Relegato a un’incombenza femminile impura e intima, di ciclo non si è mai parlato molto. Solo negli ultimi anni, sull’ondata di un nuovo movimento di coscienza femminista diffuso perlopiù tra le giovani, le mestruazioni hanno goduto di un’ondata di popolarità. E così, si è ricominciato a parlare di free-bleeding, di abolizione della tassa sugli assorbenti, di metodi alternativi ai tamponi e di necessità di dissipare quel senso di estrema pudicizia che ha sempre circondato il ciclo mestruale. È molto importante parlare di questi temi, specialmente in quei Paesi dove il tabù sul ciclo è causa di malattie o addirittura di morte, ma anche in Occidente dove molti uomini si rifiutano ancora di mettere gli assorbenti nel carrello della spesa quando vanno al supermercato da soli. Allo stesso modo, è fondamentale informare le donne sui rischi legati all’assunzione dei contraccettivi ormonali: trombosi, emicranie, sbalzi umorali, spotting, aumento di peso, e anche depressione. Rischi e conseguenze che le donne si assumono da decenni, senza che nessuno si sia mai particolarmente preoccupato – dimostrando poi diverso coinvolgimento quando gli stessi sintomi si sono presentati nei partecipanti uomini nei test sulla pillola anticoncezionale maschile.

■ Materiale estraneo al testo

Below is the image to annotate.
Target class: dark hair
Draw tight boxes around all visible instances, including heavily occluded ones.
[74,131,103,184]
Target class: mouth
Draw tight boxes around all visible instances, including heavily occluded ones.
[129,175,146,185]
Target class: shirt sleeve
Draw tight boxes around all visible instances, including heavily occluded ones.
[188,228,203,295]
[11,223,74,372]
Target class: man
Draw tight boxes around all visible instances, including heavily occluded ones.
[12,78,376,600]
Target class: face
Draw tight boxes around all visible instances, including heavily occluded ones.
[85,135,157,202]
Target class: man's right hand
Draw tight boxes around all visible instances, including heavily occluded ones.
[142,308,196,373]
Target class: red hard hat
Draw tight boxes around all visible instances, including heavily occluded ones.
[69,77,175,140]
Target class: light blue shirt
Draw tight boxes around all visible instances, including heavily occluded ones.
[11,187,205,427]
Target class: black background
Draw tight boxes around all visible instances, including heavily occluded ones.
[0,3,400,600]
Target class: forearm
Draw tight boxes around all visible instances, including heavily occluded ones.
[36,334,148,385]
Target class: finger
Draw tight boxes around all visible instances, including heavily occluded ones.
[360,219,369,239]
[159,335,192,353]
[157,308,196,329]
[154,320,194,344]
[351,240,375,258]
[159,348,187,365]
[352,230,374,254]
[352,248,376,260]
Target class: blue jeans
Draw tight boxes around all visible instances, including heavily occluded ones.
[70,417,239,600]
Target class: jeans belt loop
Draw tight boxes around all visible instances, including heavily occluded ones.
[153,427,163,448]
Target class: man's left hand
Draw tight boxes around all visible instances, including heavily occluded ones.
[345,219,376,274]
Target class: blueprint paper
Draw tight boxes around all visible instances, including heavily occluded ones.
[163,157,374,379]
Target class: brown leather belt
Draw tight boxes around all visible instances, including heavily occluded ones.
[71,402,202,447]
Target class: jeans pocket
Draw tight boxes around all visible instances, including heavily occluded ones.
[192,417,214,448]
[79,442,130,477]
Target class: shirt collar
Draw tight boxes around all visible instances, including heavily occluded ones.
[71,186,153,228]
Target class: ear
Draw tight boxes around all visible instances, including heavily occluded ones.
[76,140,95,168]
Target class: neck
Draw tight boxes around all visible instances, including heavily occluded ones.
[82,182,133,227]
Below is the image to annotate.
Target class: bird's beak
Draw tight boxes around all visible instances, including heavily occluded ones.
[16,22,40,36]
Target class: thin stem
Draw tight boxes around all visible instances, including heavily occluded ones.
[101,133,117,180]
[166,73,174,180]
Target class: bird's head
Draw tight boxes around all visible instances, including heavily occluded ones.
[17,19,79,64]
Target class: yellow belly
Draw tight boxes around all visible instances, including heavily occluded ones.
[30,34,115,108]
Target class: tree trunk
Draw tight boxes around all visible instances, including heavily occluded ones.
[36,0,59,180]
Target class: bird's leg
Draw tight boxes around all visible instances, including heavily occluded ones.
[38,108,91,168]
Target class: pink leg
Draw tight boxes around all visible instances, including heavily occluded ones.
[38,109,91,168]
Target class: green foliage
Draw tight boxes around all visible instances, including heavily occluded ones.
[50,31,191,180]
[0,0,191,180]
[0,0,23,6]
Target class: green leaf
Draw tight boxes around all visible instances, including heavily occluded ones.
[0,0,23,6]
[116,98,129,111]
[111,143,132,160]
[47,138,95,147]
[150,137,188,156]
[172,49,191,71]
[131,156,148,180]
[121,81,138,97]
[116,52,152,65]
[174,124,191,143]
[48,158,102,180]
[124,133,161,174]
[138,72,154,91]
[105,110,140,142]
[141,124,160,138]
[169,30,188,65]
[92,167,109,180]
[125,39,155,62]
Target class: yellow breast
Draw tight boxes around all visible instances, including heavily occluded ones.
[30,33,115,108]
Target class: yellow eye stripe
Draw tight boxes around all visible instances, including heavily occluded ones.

Stabilito questo, però, è importante anche dire che siamo tutte diverse. Quella che può rappresentare una soluzione per una, può invece essere del tutto inadatta per un’altra. Se l’assenza di dolori mestruali o particolari problemi legati al ciclo può indurre alcune donne a scegliere di non assumere contraccettivi ormonali, questi possono rappresentare la salvezza per altre. Per questo, in assenza di una mole sufficiente di ricerca scientifica su tutta una serie di problematiche femminili – una mancanza che la medicina dovrebbe affrettarsi a colmare – è importante che le donne abbiano chiare tutte le opzioni a disposizione, in modo da poter valutare quale è più adatta a loro, insieme ovviamente all’aiuto di un ginecologo – possibilmente non sessista o retrogrado.